La traducción sería más o menos así: no te metas con el mar, no juegues con el mar o en su forma literal, no hagas sandeces o tonterías con el mar. No es precisa, pero como utiliza modismos, es lo que más se acerca, creo.
Esta frase me la dijo un joven surfer israelí, taxista y empresario, en Santa Teresa, Costa Rica. Tuve la oportunidad de visitar hace algunos días ese lugar ahora que, por fin, mentalmente empiezo a gozar mi retiro voluntario. Decidí aventurarme en un viaje de yoga y surf, yo sola. Una de esas ideas locas que surgen de mi parte demonio y que hacen que, de pronto, “mi dedo asesino de la compra” ataque sin contemplaciones y análisis. Así que, de un día para otro, me vi en medio de una bola de enredos, sin saber muy bien a dónde iba o qué había comprado exactamente. De hecho, ahorma mismo, estoy pintando un cuadro al óleo con guía de números, que no sabía existía, éste “hágalo usted mismo” supondría que uno debe leer más sobre el asunto, pero yo, como buen demonio, he empezado a disfrutar la vida dejándome sorprender.
Pero volviendo al vieja, les cuento que para llegar al recóndito Santa Teresa tuve que aterrizar primero en San José; luego subirme a una mini avioneta de una hélice y doce plazas, un taxi de particulares que nada tiene que ver con Uber ¿Supe esto cuando compré? Claro que no, pero cada paso era una nueva, y afortunadamente, agradable sorpresa.
El lugar me regalo múltiples experiencias, donde además de la gran proeza de lograr pararme en una tabla de surf, después de haber tragado litros y litros de agua salada, golpearme con otra tabla y haber sido la burla del guapísimo instructor argentino, salí con el gran orgullo de haberme atrevido a probar algo nuevo con seres humanos a los que prácticamente les doblo la edad.

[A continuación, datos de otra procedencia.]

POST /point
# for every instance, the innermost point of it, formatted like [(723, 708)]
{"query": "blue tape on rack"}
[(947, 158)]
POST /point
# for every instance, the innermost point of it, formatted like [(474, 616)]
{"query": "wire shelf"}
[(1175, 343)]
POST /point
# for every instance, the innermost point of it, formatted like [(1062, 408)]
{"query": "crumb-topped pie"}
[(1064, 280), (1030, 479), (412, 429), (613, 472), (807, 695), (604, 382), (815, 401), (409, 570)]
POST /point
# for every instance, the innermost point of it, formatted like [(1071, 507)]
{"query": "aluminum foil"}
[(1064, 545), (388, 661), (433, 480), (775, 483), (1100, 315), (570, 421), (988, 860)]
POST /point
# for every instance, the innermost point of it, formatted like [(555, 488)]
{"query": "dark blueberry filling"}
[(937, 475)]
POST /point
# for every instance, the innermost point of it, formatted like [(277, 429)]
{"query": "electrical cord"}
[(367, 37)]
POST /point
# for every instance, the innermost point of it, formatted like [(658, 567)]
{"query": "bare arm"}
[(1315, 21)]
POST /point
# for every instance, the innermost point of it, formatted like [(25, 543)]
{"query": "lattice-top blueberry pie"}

Me hospedé en un hotel “Funky Monkey” con búngalos y monos que gruñen toda la noche (hágame usted el favor, elegirlo yendo sola y no sabiendo ni de qué va) y ahí encontré la maravilla de un grupo de personas sin prejuicios o muy pocos, de todas partes del planeta y que, sin embargo, nos integramos como una familia. Descubrí personas que viajan por el mundo y trabajan a través de internet sin tener un lugar fijo. Todo esto llamó mi atención y, créanme, lo disfruté muchísimo. Durante el regreso, analizaba con el taxista-surfer israelí, que la proximidad del mar tenía la capacidad de limpiar el alma de la gente (claro que siempre habrá almas a las que no limpie ni el cloro, pero esas no estaban ahí y ni me voy a detener en ellas) a lo que él me contestó: es porque “you don´t bullshit with the ocean”. Esa respuesta y todo lo que viví, me generaron una enorme sonrisa, pero también mucha esperanza.
El tipo de personas que conocí, la simplicidad de los millennials y centennials con quienes conviví, la amplitud de mundo en el que viven y que me mostraron: me encantó. Mi parte ángel fue muy feliz de compartir la libertad.
El mundo ahora nos ofrece vivir sin fronteras y sólo las mentes viejas y arrugadas siguen queriendo construir y mantener muros, sólo las mentes caducas siguen lastimando con abusos de confianza y actuando con dolo contra otros seres humanos… habría que meterlos a pelear con una tabla, contra las olas, todos los días, esperando que el mar hiciera su magia.
¿Será que les tendríamos que pagar unas clases de surf a toda la burocracia podrida y gente nefasta que vive en este mundo? Yo cooperaría y sé que el mar, en su justicia, les podría una buena arrastrada, jajaja.